# Forum Home Renovation Leadlight  Double glazing leadlight window

## Celine

Hi,
We've just purchased an old Californian bungalows with nice leadlight windows which I would love to keep. The house is unfortunately located on a very busy road and the windows need to be insulated. I am looking for a double glazing solution which would allow to keep the leadlight but also which would look nice. Does anyone have any idea?
Thanks.
Celine

----------


## Cecile

Try add-on double glazing  Window Insulation, Window Soundproofing, Soundproof Windows, Doors, Melbourne, Victoria http://www.ecomaster.com.au/download...t_ecoGlaze.pdf Magnetite double glazing, glazed, noise reduction, window insulation 
Good luck

----------


## Black Cat

Be very careful though. Leadlight, and particularly stained glass (the stuff that has the image painted onto it, as opposed to the stuff which is just coloured glass) is particularly susceptible to damage by moisture, and installing glazing over, or behind leadlight can lead to a buildup of moisture as the seal around the lead hames is not always a tight seal. So whatever you use, make sure you can remove it from time to time to let the leadlights 'breathe' and circulate some dry air. Ideally, have advice from a leadlight conservationist (not your average leadlight shop).

----------


## Black Cat

BTW, I think you will find the NSW heritage office will have some sort of guideline about leadlights which may be useful reading.
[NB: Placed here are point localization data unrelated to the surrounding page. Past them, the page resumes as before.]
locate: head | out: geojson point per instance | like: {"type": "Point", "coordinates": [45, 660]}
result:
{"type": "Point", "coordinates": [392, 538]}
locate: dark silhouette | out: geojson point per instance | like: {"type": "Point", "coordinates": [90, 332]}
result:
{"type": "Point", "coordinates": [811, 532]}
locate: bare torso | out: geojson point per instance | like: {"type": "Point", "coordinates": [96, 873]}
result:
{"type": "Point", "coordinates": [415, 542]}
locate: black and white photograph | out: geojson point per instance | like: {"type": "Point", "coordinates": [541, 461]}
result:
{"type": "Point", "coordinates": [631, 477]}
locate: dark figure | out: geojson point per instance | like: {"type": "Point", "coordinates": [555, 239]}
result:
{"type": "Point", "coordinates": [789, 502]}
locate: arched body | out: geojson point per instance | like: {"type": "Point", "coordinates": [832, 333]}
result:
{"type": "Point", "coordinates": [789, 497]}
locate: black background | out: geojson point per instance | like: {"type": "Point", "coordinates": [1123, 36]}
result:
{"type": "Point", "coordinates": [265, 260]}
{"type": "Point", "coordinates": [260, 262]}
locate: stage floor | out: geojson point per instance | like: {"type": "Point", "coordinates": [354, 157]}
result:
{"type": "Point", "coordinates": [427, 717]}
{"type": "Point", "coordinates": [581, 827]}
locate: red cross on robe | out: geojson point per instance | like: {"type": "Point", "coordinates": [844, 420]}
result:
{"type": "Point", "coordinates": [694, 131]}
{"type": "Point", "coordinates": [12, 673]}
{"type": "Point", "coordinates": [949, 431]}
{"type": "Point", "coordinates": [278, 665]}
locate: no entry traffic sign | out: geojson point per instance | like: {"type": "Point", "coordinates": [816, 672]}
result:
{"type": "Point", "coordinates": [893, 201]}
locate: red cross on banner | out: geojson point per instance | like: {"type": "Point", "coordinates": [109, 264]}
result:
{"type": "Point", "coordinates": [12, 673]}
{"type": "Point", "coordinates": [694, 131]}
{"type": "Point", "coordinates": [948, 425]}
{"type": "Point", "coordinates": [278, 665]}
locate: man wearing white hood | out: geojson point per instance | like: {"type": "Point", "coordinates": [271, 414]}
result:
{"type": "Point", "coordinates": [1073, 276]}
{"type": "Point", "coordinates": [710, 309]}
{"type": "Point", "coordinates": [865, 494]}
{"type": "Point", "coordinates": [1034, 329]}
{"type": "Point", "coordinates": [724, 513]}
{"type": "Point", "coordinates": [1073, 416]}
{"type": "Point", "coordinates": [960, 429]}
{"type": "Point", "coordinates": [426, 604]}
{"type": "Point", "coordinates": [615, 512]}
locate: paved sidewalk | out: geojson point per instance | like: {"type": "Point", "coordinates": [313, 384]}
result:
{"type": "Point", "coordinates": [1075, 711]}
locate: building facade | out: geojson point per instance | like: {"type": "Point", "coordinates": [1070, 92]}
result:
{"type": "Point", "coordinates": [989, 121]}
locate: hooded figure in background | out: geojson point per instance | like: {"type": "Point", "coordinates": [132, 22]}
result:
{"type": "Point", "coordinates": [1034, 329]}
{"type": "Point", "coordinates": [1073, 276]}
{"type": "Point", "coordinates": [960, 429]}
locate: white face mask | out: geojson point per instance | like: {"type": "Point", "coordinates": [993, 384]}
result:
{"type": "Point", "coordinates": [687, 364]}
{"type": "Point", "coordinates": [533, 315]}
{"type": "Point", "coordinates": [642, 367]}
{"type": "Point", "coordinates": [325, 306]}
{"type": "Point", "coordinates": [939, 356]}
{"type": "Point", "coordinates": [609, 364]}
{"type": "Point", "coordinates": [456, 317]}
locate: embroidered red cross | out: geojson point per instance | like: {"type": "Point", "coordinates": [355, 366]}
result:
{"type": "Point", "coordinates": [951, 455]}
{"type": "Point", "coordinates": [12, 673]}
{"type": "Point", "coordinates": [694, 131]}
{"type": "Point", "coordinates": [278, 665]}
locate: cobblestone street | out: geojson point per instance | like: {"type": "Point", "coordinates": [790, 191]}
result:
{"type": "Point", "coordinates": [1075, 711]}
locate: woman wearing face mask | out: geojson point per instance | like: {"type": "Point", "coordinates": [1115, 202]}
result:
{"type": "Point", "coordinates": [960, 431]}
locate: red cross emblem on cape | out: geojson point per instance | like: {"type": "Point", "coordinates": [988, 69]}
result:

I am deeply envious as I have always lusted after a California Bungalow ...

----------


## woodhunt

If you are on a budget and are not to 'attached' to the frames and they have enough meat you can deepen the rebate to add another pane, and put silica pockets and/or venting to deal with moisture.  http://www.renovateforum.com/f84/dou...adlight-73964/ 
If you needed better sound reduction, try looking at internal windows with 100mm spacing and thicker glass if space allows it...  Double Glazing - noise - MoneySavingExpert.com Forums 
Cheers,
Garth

----------